0
votes

I'm trying to write a pretty simple XML file stored in HDFS to HBase. I'd like to transform the XML file into json format and create one row in HBase for each element within the json array. See following the XML structure:

<?xml version="1.0" encoding="UTF-8"?>
<customers>
<customer customerid="1" name="John Doe"></customer>
<customer customerid="2" name="Tommy Mels"></customer>
</customers>

And see following the desired HBase output rows:

1    {"customerid"="1","name"="John Doe"}
2    {"customerid"="2","name"="Tommy Mels"}

I've tried out many different processors for my flow but this is what I've got now: GetHDFS -> ConvertRecord -> SplitJson -> PutHBaseCell.
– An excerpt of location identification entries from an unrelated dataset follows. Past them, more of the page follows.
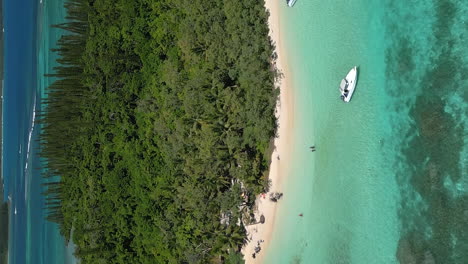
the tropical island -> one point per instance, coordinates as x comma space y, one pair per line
157, 131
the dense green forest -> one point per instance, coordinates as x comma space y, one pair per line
4, 223
156, 132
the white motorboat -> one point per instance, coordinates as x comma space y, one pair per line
348, 84
290, 2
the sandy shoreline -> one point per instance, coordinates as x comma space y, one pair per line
280, 155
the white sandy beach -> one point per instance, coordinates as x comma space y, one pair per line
278, 167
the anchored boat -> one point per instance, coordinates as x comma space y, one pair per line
348, 84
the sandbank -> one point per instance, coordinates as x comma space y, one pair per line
280, 156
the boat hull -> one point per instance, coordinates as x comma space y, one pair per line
350, 80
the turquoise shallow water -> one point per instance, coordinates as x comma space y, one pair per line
29, 38
388, 181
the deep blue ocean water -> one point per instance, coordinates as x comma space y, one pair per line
28, 39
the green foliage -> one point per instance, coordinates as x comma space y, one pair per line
159, 118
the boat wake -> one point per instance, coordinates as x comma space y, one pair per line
27, 173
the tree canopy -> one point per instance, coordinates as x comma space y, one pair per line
158, 125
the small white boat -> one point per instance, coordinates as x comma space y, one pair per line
348, 84
290, 2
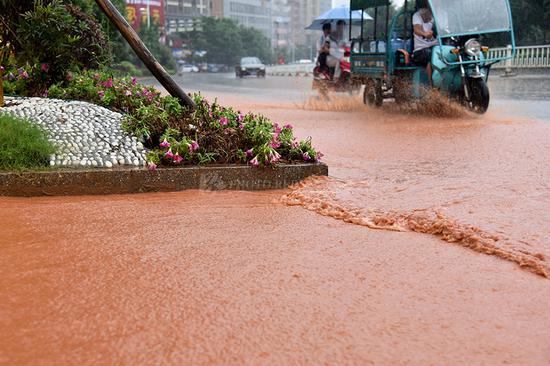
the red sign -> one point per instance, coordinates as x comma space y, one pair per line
139, 11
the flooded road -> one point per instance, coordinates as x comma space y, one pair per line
428, 244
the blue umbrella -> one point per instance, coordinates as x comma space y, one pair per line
336, 14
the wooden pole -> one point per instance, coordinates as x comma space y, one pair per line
143, 53
1, 87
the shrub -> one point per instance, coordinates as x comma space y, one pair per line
22, 145
210, 134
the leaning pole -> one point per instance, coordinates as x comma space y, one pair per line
143, 53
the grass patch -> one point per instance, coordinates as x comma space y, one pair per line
23, 145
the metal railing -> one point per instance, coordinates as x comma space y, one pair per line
291, 70
526, 57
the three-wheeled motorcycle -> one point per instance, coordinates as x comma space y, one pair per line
382, 55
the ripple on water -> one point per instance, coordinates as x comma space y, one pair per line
327, 197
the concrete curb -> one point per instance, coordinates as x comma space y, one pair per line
125, 181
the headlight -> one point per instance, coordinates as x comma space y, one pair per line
473, 47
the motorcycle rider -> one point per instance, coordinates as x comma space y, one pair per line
424, 39
337, 41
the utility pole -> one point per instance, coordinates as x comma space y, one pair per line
143, 53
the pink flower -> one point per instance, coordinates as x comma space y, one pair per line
23, 74
108, 84
177, 159
254, 162
274, 157
274, 144
194, 146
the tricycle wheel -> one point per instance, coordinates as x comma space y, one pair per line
479, 96
373, 93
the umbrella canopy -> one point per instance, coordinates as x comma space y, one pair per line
336, 14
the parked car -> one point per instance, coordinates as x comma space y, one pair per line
214, 68
250, 66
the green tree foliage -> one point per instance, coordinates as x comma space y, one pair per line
121, 50
226, 42
50, 36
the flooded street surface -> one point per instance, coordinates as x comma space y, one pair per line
428, 244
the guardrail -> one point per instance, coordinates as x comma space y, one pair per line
291, 70
526, 57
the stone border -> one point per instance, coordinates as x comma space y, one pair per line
124, 181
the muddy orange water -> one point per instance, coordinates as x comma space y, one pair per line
429, 244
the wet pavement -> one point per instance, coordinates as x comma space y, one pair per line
427, 245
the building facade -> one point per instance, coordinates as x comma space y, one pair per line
182, 15
140, 12
250, 13
303, 12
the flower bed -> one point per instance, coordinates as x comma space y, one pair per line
176, 136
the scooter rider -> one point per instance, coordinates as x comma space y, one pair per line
424, 39
337, 41
323, 47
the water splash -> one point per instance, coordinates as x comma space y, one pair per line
434, 104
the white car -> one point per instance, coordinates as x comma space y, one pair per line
186, 68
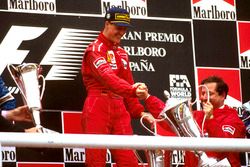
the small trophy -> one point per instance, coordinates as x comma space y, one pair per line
178, 115
26, 77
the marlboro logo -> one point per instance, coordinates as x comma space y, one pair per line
214, 10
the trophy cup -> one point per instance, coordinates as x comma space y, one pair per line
26, 77
178, 115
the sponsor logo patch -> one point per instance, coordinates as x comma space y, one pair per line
228, 128
98, 62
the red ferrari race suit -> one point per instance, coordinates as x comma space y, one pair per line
154, 105
225, 124
111, 100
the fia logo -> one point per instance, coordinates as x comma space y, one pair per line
179, 86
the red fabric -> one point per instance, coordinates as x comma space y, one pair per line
107, 78
226, 117
101, 71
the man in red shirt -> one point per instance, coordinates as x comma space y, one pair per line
220, 120
111, 97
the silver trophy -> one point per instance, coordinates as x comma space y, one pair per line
178, 114
26, 77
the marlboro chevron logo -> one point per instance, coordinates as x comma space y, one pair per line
136, 8
214, 10
244, 44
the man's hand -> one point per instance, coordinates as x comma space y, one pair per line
208, 109
19, 114
141, 90
148, 117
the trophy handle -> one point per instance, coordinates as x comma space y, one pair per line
208, 95
43, 86
15, 74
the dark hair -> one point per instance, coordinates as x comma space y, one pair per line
221, 86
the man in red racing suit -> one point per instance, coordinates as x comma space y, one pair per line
221, 120
111, 97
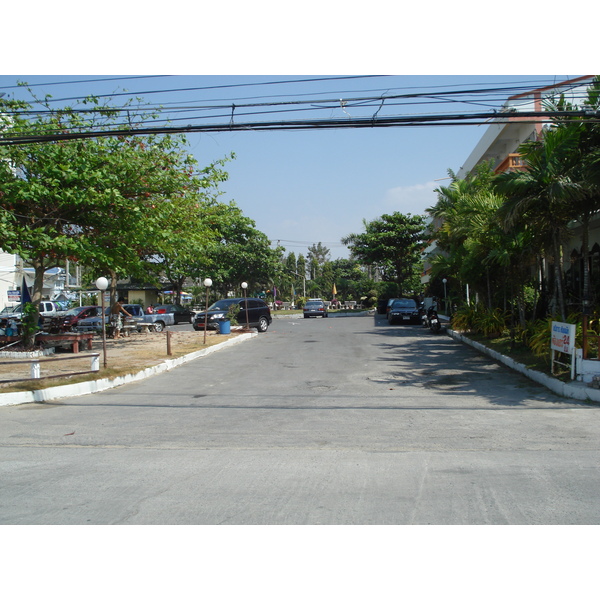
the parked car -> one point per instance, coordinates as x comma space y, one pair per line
315, 308
259, 314
180, 313
71, 318
403, 310
136, 311
382, 306
389, 305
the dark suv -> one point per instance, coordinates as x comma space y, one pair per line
259, 314
403, 310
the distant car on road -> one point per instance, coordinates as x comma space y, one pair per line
71, 318
403, 310
259, 314
180, 313
315, 308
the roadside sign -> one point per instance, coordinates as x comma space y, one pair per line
563, 340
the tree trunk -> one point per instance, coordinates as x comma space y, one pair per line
30, 321
585, 251
560, 297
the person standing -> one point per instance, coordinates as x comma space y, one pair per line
116, 321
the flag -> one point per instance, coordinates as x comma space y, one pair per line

The ConvertRecord is working fine and is converting the XML file to json format properly but I can't manage to split the json records into 2. See following what I've managed to write in HBase so far (with a different processors combination):

c5927a55-d217-4dc1-af04-0aff743 column=person:rowkey, timestamp=1574329272237, value={"customerid":"1","name":"John Doe"}\x0A{
 cfe4e                           "customerid":"2","name":"Tommy Mels"}

For the splitjson processor I'm using the following jsonpathexpression: $.*

As of now, I'm getting an IllegalArgumentException in the PutHBaseCell processor stating that the Row length is 0, see following the PutHBaseCell processor settings:

PutHBaseCell

Any hints?

1

1 Answers

0
votes

I think the issue is that SplitJson isn't working properly since technically the content of your flow file is multiple json documents, with one per-line. I think SplitJson would expect them to be inside an array like:

[
    {"customerid"="1","name"="John Doe"},
    {"customerid"="2","name"="Tommy Mels"}
]

One option is to use SplitRecord with a JsonTreeReader which should be able to understand the json-per-line format.

Another option is to avoid splitting all together and go from ConvertRecord -> PutHBaseRecord with a JsonTreeReader.